Requirements for machine-to-machine clients

• Clients shall use the Client Credentials flow as described in RFC 6749.

• If the client needs to pass fine grained authorization information to HelseID, that information must be included in the client assertion as specified in the HelseID documentation (link her til dokument i utviklerportalen).

Requirements for clients that supports user logon

• Clients shall use authorization code grant, as described by IETF in OAuth 2.0 and by OIDF in OpenID Connect for interactive sessions (https://openid.net/specs/openid-connect-core-1_0.html#CodeFlowAuth).

• Clients shall use PKCE, as defined by IETF in RFC 7636 - Proof Key for Code Exchange, to mitigate against code interception and other attacks. Clients must use the S256 `code_challenge_method.

• Clients may use the nonce parameter in addition to PKCE

• Clients shall either use the “authorization_details” structure, as defined by IETF in the specification Rich Authorization Requests, or similar claims in the client assertion if it needs to pass fine grained authorization requirements to HelseID. Be aware that only authorization details is accepted for use against the Dokumentdeling APIs.
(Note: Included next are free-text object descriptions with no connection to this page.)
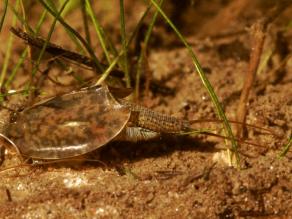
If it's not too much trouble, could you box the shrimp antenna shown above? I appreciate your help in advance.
[190,119,281,137]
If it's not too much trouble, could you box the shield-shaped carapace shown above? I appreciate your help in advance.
[6,85,131,160]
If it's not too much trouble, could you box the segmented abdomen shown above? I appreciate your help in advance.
[121,100,190,133]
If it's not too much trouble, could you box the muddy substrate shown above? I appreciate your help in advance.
[0,0,291,218]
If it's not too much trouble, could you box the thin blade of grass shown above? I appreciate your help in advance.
[84,1,119,61]
[58,0,80,17]
[95,51,124,86]
[45,0,85,56]
[85,0,112,64]
[5,10,48,88]
[0,0,20,89]
[39,0,103,72]
[127,4,152,50]
[278,134,292,158]
[29,0,69,85]
[0,0,8,32]
[135,0,162,99]
[149,0,240,166]
[7,3,34,32]
[5,49,28,88]
[81,0,92,47]
[94,4,152,86]
[119,0,131,87]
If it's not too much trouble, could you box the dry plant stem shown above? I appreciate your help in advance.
[236,21,265,138]
[10,28,127,79]
[10,28,105,72]
[236,2,289,138]
[5,188,12,202]
[11,28,171,93]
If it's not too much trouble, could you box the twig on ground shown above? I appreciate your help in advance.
[236,2,290,138]
[236,21,265,138]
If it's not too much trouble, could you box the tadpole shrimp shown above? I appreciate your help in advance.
[0,28,286,169]
[0,84,282,170]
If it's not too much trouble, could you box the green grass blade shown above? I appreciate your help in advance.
[8,3,34,32]
[278,134,292,158]
[30,0,69,81]
[58,0,80,17]
[126,3,152,49]
[94,4,152,86]
[45,0,85,55]
[85,0,112,64]
[81,0,92,47]
[95,51,125,86]
[135,0,162,99]
[5,10,47,88]
[149,0,240,166]
[39,0,103,72]
[0,0,8,32]
[119,0,130,87]
[5,49,28,88]
[0,0,20,89]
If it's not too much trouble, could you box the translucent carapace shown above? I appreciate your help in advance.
[7,85,131,159]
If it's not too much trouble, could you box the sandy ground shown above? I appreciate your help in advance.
[0,1,291,218]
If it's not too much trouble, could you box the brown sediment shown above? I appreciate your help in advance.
[0,1,291,218]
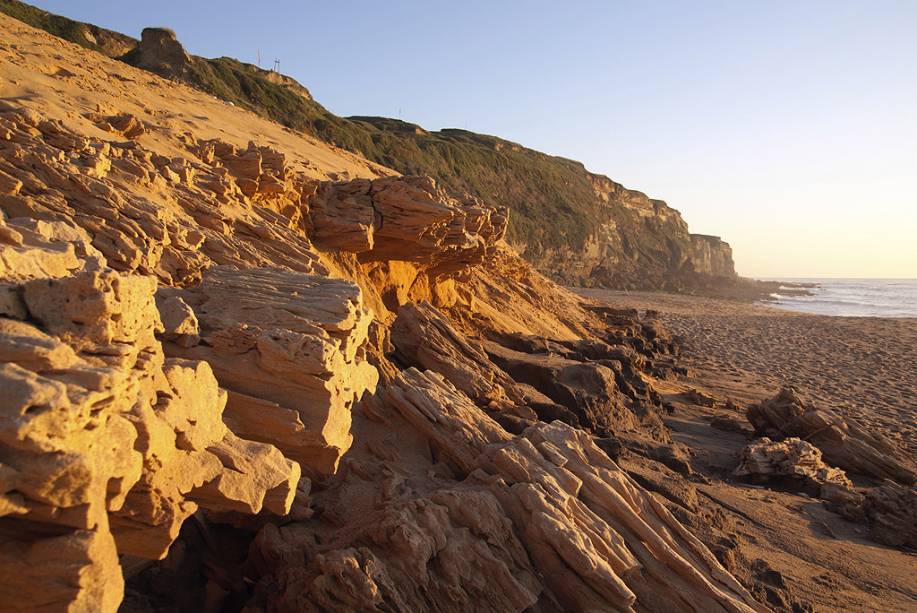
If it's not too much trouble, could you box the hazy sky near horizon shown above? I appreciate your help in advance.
[29,1,917,278]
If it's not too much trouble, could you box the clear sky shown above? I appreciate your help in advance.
[29,1,917,278]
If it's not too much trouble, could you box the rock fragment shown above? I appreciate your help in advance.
[734,437,853,493]
[747,387,916,484]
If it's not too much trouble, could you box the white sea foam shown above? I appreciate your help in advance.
[758,279,917,317]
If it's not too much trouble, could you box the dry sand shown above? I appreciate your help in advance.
[0,15,391,182]
[579,289,917,457]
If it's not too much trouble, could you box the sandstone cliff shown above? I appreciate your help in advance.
[0,0,738,290]
[0,14,773,611]
[689,234,735,279]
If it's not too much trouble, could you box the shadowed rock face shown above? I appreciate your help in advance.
[485,341,643,439]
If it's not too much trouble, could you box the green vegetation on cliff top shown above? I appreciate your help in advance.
[0,0,610,258]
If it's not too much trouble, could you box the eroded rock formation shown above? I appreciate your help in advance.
[747,388,916,485]
[309,175,507,274]
[0,223,300,611]
[0,15,775,611]
[249,369,765,612]
[733,437,852,493]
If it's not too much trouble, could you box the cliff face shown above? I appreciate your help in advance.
[0,0,738,290]
[523,172,736,289]
[690,234,736,278]
[321,125,739,290]
[0,14,767,611]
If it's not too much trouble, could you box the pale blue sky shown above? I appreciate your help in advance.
[30,1,917,277]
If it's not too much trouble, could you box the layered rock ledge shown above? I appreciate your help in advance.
[166,265,379,477]
[0,223,301,610]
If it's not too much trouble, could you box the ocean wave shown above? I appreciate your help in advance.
[763,280,917,318]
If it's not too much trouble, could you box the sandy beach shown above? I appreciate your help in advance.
[579,289,917,457]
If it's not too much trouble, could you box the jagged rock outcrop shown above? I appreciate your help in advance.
[0,223,299,611]
[308,175,507,275]
[388,300,697,476]
[249,486,541,612]
[248,368,764,612]
[481,332,698,476]
[155,293,199,347]
[167,265,379,477]
[747,388,916,485]
[733,438,852,493]
[135,27,193,78]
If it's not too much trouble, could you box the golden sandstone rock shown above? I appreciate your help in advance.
[0,14,803,611]
[0,230,300,610]
[169,265,379,477]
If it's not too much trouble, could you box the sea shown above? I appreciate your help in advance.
[760,279,917,318]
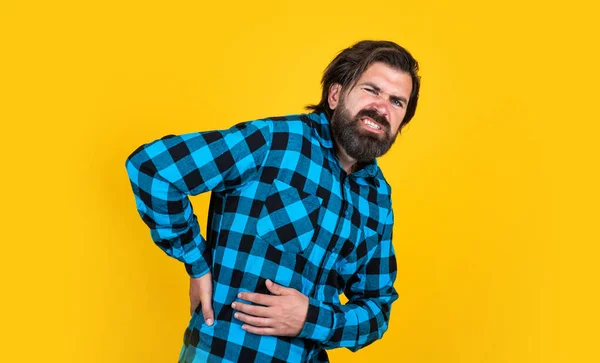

• Clients shall check the the validity of the “iss” parameter in the authorization response to prevent mix-up attacks.

• Clients shall implement protection against XSS and CSRF attacks. Please refer to external sources like OWASP for details about how to test and secure a client.

• Clients shall not expose open redirectors where the client is vulnerable to malicious redirections.

• The client shall protect against attacks via HTTP Header

• The client shall protect against attacks via Javascript (e.g. XSS attacks)

• The client must validate the ID-Token according to the guidelines given in the HelseID documentation (link til dokument i utviklerportalen her).

• The client must not use the Access Token for access control.

• A client that performs a local logon in addition to a HelseID logon must validate that both user identities belong to the same person. This is done by either comparing the Pid-claim or the HPR Number-claim against the corresponding claim on the local user identity.

Future requirements

• The client must use the Pushed Authorization Requests (PAR) mechanism to avoid passing unnecessary information via the user agent as described in RFC 9126.

Requirements for APIs protected by HelseID

• The API endpoint must only accept Access Tokens, alternative mechanisms like API keys can only be allowed in separate endpoints

• The API must validate Access Tokens as specified here.

• The API must validate the signature of the Access Token against the public key exposed in the HelseID metadata.

• An API that requires information about a logged on user must validate both the users identity (PID or HPR number) and the security level of the identity.

• An API endpoint that accepts a DPoP token must not accept Bearer tokens as well

• The API must use a certified client library for token validation if one is available

• The API should validate that it is the only audience in the Access Token. Access Tokens with multiple audiences are not recommended but may be acceptable in some cases.

• An API that supports DPoP must not accept bearer tokens at the same endpoint. The API may expose separate endpoints for each authentication scheme.